Mar 24, 2013

16 things every cruising boat needs

What does a cruising boat need? I mean really NEED?

Surprisingly, not much. We've sailed off into many a sunset, leaving naysayers behind to endlessly prepare their own boats while attempting to convince others that their boats aren't ready to go either.

The “perfect boat syndrome” is an epidemic among would be cruisers who are afraid to go cruising because somewhere along the line they got the idea in their head that paradise wouldn't have a boat store.

It's easy for anyone to catch the perfect boat bug. I'm guilty of it too. Wants suddenly turn into needs, and if you aren't careful you can become caught in an endless cycle of preparation.

Whenever I feel like I'm confusing wants with needs, I apply the Slocum Test, which is as simple as asking "did Josh Slocum need this item to complete his circumnavigation?" The answer is almost always "no," and then I ask, "Well, if Slocum didn't need it to sail around the world, why do I need it to not sail around the world? How bad do I want this item? Enough to sacrifice my whole dream?"

There is also something to be said about preparing for a realistic destination. We've met people who are so convinced they need to buy 200 feet of anchor chain for their big trip to the Galapagos that they miss out on all the great places they could sail to tomorrow with 20 feet of chain and some rope. There is nothing wrong with dreaming big, unless that dream prevents you from ever going cruising at all. Crawl, walk, then run.
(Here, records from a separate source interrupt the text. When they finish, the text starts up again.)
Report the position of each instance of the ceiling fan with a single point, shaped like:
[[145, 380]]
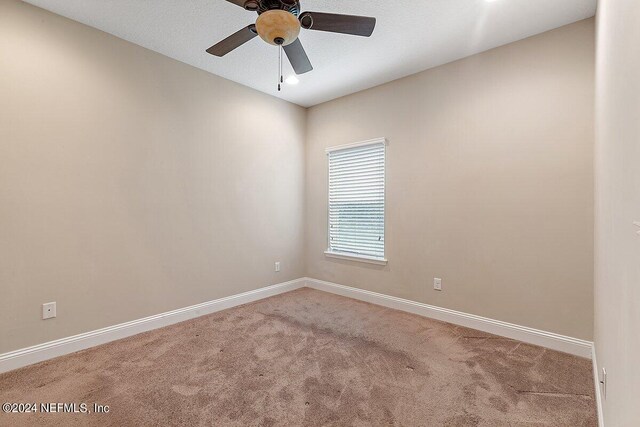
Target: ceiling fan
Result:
[[279, 23]]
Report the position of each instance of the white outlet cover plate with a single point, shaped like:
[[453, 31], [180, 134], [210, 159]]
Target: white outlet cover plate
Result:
[[48, 310]]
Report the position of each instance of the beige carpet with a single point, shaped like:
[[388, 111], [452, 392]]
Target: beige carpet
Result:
[[310, 358]]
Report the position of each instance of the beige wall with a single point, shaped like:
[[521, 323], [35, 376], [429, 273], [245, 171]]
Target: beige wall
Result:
[[132, 184], [617, 291], [490, 183]]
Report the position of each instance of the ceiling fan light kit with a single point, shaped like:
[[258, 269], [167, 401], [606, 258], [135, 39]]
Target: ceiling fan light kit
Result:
[[278, 27], [279, 23]]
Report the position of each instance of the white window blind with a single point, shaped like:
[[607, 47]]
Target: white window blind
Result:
[[356, 200]]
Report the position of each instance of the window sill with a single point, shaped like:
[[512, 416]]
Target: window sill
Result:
[[353, 257]]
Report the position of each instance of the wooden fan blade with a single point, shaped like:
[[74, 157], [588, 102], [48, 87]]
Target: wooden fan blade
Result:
[[238, 2], [298, 57], [345, 24], [233, 41]]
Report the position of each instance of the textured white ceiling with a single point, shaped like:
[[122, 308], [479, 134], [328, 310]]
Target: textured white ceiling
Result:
[[410, 36]]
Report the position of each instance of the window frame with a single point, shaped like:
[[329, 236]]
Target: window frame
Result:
[[357, 257]]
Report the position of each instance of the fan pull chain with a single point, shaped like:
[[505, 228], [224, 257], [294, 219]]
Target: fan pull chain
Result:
[[280, 79]]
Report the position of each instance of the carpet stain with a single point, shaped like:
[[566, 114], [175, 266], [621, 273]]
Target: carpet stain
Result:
[[308, 358]]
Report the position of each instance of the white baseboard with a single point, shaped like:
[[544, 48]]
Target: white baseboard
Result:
[[596, 380], [38, 353], [549, 340]]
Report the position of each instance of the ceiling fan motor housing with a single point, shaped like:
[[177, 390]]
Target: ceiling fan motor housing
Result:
[[278, 23]]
Everyone has different wants and needs, and they are often dependent on your age, length of cruise, and immediate cruising destination. I didn't want to wait 30 years until retirement to go cruising.
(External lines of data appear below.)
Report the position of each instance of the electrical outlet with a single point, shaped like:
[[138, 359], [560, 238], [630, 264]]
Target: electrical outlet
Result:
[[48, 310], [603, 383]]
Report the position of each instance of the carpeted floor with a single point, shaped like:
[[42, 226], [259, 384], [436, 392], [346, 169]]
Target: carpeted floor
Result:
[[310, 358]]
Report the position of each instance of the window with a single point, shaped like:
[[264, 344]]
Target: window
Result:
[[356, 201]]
Here are 16 essential items that every cruising boat needs:
  1. Seaworthiness
  2. Stopping power (a reliable anchor and dock lines)
  3. Standing and running rigging
  4. Sails with a few years left in them
  5. Common essential components (battery bank, wiring, plumbing, etc.)
  6. Holding tanks (fresh, black, fuel)
  7. A reliable engine
  8. Essential electrical instruments: depth finder, volt meter.
  9. Handheld GPS
  10. Chart book
  11. A refrigerator (often has to be added to older boats under 40')
  12. VHF radio
  13. Dinghy & reliable outboard
  14. Bilge pump
  15. Safety gear
  16. Autopilot

Am I forgetting anything? A lot of the items on the list might seem obvious, and that's just it. They are. You need very few essential ingredients to bake a cake. The rest is just icing.
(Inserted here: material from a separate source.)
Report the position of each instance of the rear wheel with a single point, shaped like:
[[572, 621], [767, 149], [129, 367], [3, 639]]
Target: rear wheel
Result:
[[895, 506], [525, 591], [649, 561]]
Here are some example wants that people confuse as needs:
  1. Wind instruments (speed, direction, apparent, etc)
  2. Chart plotter
  3. All chain anchor rode
  4. SSB radio
  5. Satellite weather
  6. A million dollars
  7. Flatscreen TV
  8. Solar panels or wind generator
  9. Dodger or Bimini
  10. Freezer
  11. Three burner stovetop with an oven
  12. Two of every piece of gear
  13. Running rigging all leading to the cockpit
  14. LED navigation lights
  15. Anchor windlass
  16. etc.

*Note: There are things on my list that Slocum didn't have, one of them being a seaworthy boat. Don't forget, the guy's boat sank and he drown at sea. Don't apply the Slocum Test without common sense.